Sleeping with POTS

It has been six years sense I have been diagnosed with POTS, and I think I have done a pretty good job at managing all of the crazy changes it makes to my life.

One aspect that is not talked about a lot when it comes to POTS is how difficult it can make sleeping. To help shed some light on that, I thought I would try to give some insight into what it is like for me to sleep with POTS. I can only speak to my experiences, and they may not be the same for everyone. If you experience any of the same things, or any different struggles, I’d love to hear about it!

Before I even think about going to sleep I have to take my night medication. I take birth control, to help with my severe period pain, and a preventative migraine medication, both of which have to be taken before I can fall asleep. Once that is out of the way I am ready to go to bed.
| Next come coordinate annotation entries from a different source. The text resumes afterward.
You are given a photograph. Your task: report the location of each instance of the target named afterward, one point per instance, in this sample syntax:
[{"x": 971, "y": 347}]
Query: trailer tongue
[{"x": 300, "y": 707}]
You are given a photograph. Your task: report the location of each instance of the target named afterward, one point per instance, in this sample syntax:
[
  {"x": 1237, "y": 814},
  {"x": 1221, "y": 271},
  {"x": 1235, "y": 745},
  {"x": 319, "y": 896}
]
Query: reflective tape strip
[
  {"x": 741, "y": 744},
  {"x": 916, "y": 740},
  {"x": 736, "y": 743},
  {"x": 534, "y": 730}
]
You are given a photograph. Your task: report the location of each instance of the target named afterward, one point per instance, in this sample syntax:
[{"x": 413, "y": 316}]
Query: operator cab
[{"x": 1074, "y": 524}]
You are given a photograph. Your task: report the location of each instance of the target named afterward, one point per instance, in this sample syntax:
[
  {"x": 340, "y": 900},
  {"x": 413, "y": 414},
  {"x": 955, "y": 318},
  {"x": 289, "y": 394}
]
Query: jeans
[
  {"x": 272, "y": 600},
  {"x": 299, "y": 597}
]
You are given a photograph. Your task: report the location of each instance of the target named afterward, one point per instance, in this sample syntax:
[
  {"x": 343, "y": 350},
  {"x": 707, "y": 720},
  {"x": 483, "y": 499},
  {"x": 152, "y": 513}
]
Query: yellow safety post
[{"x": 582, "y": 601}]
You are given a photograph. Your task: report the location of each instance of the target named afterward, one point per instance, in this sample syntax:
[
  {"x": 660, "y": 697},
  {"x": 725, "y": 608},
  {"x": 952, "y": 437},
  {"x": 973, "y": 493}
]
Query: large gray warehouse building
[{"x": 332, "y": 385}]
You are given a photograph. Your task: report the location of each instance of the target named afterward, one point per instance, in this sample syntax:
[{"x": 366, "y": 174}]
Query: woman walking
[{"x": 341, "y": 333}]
I make sure that there is water and something to eat beside my bed, along with a plastic bag. The water is for when I wake up thirsty which happens about twice a night. The food is for when my stomach pain wakes me up. I have found that eating something can sometimes help. The bag is for when I wake up sick and can’t make it to the bathroom.

You may have noticed that all of these things wake me up, and that is a major part of my sleep with POTS. No matter what I do before bed to try and prevent it, I am always woken up at least three times during the night because my body needs something. If it is just water or a bite to eat, then I can usually go back to sleep fairly quickly. But if it is something more demanding, like stomach pain, it can take me up to an hour before I fall back to sleep. This is because either I get sick, or have to apply pressure to my abdomen for an extended period of time.

Another aspect of sleep when you have POTS is that once I am in bed for the night, I can not walk or really move anywhere unless I take my morning medication, which prevents me from lying down. Part of my treatment for POTS is taking a beta blocker and a vasovagal constrictor when I wake up, and every 5 hours after that. These medications help me to stand, and move about with less risk of falling and blood pressure drops. When the vasovagal constrictor is in my system it can be dangerous for me to lie down, so I do my best to avoid doing so. This means I am not on those medications when I sleep, so if I have to get up and do anything I am crawling, or scooting along the floor. I used to try and walk, but got tired of passing out every time. I give up this little piece of my dignity for safety.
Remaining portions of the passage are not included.